Yeshiva College Associate Dean’s Visit to Israel will Strengthen YU-Bar-Ilan Connection
Dr. Raji Viswanathan, associate dean of academic affairs and professor of chemistry at Yeshiva University’s Yeshiva College, was recently selected as a Fulbright Specialist. The competitive position will enable her to create new opportunities for collaboration between YU and Israel’s Bar-Ilan University as well as share her own research in computational chemistry with an advanced cadre of Israeli scholars.
The Fulbright Specialist program promotes linkage between American academic and professionals and their counterparts at host institutions overseas. Project activities focus on strengthening and supporting the developmental needs of host institutions abroad and can include short-term lecturing, conducting seminars, teacher training and special conferences of workshops, as well as collaborating on curriculum planning or institutional and faculty development. Each application is peer-reviewed.

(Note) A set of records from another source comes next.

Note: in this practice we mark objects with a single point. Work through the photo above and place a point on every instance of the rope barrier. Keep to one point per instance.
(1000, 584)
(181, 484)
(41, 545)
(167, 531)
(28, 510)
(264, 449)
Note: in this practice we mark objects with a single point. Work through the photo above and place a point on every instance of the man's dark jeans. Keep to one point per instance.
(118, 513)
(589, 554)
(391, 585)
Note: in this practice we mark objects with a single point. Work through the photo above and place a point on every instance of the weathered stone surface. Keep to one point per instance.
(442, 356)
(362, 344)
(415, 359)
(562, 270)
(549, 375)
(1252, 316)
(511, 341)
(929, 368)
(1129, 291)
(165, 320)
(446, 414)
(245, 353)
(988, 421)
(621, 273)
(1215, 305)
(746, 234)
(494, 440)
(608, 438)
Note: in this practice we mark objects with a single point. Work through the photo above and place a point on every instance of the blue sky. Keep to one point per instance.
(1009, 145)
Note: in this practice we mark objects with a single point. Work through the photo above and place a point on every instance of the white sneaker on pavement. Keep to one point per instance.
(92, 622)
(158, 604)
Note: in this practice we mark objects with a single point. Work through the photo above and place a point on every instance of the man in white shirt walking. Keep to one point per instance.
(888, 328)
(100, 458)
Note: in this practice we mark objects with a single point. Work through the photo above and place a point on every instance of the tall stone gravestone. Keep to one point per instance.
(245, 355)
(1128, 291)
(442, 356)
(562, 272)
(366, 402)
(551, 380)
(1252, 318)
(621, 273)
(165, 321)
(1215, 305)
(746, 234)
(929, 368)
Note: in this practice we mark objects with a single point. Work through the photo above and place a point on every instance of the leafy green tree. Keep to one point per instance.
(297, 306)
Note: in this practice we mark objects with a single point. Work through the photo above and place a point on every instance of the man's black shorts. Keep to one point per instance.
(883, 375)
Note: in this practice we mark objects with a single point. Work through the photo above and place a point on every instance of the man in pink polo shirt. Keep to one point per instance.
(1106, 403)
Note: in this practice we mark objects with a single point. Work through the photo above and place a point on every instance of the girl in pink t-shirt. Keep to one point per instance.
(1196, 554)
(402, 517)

“My goal is to initiate faculty and student exchange,” said Viswanathan. “We already have some connection with BIU through our summer science research program, which places talented undergraduates from Yeshiva College and Stern College for Women in one of the state-of-the-art research laboratories of BIU’s life science, exact science or engineering faculties.”
She added, “I would like to share the research our students have done to help grow that program on both sides of the Atlantic, as well as create exposure for our faculty and similar opportunities for exchange among them—our students are familiar with universities in Israel, but our faculty haven’t had as much experience with them.”
Viswanathan will visit BIU from May 19-31. In addition to fostering bonds between YU and BIU faculty, she will discuss Yeshiva College’s innovative new undergraduate curriculum and share the curriculum review process that was used to devise it. Viswanathan will also talk about Project START! Science, a student-run initiative at YU that sends undergraduates to public schools in Washington Heights to teach science, and gauge possible student interest in implementing a similar project at BIU. And to enhance her own research in understanding the intermolecular interactions between polypeptides as well as between inorganic surfaces and proteins, Viswanathan will visit BIU labs whose focus overlaps with her work.